People of Michigan v. Noah Tanial Parker
People of Michigan v. Noah Tanial Parker
Opinion
If this opinion indicates that it is “FOR PUBLICATION,” it is subject to revision until final publication in the Michigan Appeals Reports.
STATE OF MICHIGAN COURT OF APPEALS
PEOPLE OF THE STATE OF MICHIGAN, UNPUBLISHED January 14, 2020 Plaintiff-Appellee, v No. 335165 Genesee Circuit Court NOAH TANIAL PARKER, LC No. 15-037150-FC Defendant-Appellant.
ON REMAND Before: MURRAY, P.J., and CAVANAGH and FORT HOOD, JJ.
PER CURIAM.
This matter returns to this Court by order of our Supreme Court for reconsideration of defendant’s challenges to the sentence imposed for his voluntary manslaughter conviction, in light of People v Beck, 504 Mich ___; __ NW2d ___ (2019) (Docket No. 152934). People v Parker, 934 NW2d 224 (Mich, 2019). We vacate the sentence and remand for resentencing.
The facts of this matter have been detailed in our previous opinion. In brief, defendant shot Thomas Baker twice in the head, killing him. Defendant admitted that he shot and killed Baker following a dispute about the quantity of marijuana involved in drug deal between defendant and Baker, but claimed that Baker was wielding a machete at the time he shot him.
Defendant was originally charged, in relevant part, with first-degree premeditated murder, MCL 750.316(1)(a), but the jury acquitted him of that offense and convicted him of voluntary manslaughter, MCL 750.321.

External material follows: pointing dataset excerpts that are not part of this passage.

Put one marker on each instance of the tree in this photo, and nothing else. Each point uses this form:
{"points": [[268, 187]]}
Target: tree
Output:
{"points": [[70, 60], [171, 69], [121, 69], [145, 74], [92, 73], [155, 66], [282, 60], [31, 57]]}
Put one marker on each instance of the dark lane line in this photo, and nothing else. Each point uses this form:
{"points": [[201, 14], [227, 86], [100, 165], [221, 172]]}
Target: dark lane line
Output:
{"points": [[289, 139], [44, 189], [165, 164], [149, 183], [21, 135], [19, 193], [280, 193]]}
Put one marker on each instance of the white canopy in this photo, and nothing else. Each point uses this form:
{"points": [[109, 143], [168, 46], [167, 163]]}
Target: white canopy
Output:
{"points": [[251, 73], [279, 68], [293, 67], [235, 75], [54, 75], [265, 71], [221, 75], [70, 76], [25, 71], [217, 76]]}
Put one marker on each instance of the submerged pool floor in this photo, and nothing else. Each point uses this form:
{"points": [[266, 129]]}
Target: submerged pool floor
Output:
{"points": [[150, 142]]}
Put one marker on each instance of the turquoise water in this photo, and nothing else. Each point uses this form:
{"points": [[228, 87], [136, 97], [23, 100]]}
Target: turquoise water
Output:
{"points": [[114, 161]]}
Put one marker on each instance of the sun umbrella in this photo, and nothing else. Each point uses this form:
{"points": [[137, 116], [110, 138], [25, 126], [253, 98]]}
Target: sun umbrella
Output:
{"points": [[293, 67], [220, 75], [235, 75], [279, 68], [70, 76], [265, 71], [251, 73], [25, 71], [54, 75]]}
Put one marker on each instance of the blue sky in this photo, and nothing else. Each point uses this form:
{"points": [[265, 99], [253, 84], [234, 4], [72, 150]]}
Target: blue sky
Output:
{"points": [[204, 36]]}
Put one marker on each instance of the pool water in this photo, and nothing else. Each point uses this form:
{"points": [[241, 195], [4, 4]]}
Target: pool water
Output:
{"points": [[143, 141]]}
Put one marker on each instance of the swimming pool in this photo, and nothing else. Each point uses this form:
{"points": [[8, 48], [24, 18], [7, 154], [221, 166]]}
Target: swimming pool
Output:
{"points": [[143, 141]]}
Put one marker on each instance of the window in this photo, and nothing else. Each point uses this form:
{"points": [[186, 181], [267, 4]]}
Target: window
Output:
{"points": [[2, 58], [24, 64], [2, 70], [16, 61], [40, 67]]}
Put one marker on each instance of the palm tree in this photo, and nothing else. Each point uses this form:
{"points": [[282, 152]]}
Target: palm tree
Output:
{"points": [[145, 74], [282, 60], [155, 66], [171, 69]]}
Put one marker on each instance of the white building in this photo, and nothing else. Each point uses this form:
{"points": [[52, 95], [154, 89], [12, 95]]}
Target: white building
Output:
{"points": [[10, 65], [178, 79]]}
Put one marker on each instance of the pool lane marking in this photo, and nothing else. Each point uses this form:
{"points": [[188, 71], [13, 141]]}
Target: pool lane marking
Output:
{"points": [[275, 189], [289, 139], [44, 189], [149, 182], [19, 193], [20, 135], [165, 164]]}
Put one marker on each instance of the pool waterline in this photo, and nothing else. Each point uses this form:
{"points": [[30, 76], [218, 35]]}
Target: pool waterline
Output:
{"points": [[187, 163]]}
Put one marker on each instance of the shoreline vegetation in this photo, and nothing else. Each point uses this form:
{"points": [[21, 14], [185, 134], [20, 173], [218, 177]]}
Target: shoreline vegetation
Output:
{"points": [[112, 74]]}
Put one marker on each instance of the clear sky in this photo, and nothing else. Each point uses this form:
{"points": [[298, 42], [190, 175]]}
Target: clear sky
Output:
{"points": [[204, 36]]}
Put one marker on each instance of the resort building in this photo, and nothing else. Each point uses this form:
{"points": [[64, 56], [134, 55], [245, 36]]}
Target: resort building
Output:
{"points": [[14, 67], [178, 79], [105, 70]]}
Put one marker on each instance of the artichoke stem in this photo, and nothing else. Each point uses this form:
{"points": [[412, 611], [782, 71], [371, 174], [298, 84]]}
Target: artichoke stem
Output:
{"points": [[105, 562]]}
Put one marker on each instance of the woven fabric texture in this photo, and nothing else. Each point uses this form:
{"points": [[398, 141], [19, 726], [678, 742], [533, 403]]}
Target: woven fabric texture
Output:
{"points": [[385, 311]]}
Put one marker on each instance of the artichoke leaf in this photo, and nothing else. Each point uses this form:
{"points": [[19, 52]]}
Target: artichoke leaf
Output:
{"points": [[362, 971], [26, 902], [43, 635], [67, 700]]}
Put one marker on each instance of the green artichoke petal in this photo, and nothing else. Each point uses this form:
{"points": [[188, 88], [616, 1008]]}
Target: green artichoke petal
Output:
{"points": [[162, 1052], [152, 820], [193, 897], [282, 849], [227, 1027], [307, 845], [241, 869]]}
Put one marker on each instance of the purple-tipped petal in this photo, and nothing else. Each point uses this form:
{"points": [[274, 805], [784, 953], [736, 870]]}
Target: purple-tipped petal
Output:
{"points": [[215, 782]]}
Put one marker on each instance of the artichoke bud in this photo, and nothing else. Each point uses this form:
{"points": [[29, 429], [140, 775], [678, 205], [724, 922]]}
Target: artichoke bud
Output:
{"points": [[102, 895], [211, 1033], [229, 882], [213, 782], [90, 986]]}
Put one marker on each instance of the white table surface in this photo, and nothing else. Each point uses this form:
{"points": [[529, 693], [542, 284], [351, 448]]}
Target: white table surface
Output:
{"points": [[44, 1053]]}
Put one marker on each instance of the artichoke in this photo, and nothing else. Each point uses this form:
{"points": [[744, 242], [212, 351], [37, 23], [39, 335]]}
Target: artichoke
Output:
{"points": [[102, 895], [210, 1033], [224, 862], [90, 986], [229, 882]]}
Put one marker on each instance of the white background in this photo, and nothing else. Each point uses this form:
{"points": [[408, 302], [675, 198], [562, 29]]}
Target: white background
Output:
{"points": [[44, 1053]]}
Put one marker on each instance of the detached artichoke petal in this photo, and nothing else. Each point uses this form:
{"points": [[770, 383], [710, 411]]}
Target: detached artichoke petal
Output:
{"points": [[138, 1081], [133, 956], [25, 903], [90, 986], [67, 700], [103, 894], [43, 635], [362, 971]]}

The trial court imposed a minimum sentence of 120 months’ imprisonment for the voluntary manslaughter conviction. This represented a 34-month departure from the recommended minimum sentencing guidelines range of 43 to 86 months’ imprisonment. On appeal, defendant argued, in part, that he was entitled to resentencing because the trial court based the manslaughter sentence on an impermissible independent finding of guilt on the first- degree murder charge of which the jury acquitted him. A majority of this Court rejected defendant’s argument and affirmed his sentence. See People v Parker, unpublished per curiam
-1- opinion of the Court of Appeals, issued March 27, 2018 (Docket No. 335165). Defendant appealed and, in lieu of granting leave to appeal, the Supreme Court vacated that part of this Court’s judgment and remanded for reconsideration in light of its decision in Beck, as set forth above. People v Parker, 934 NW2d 224 (Mich, 2019).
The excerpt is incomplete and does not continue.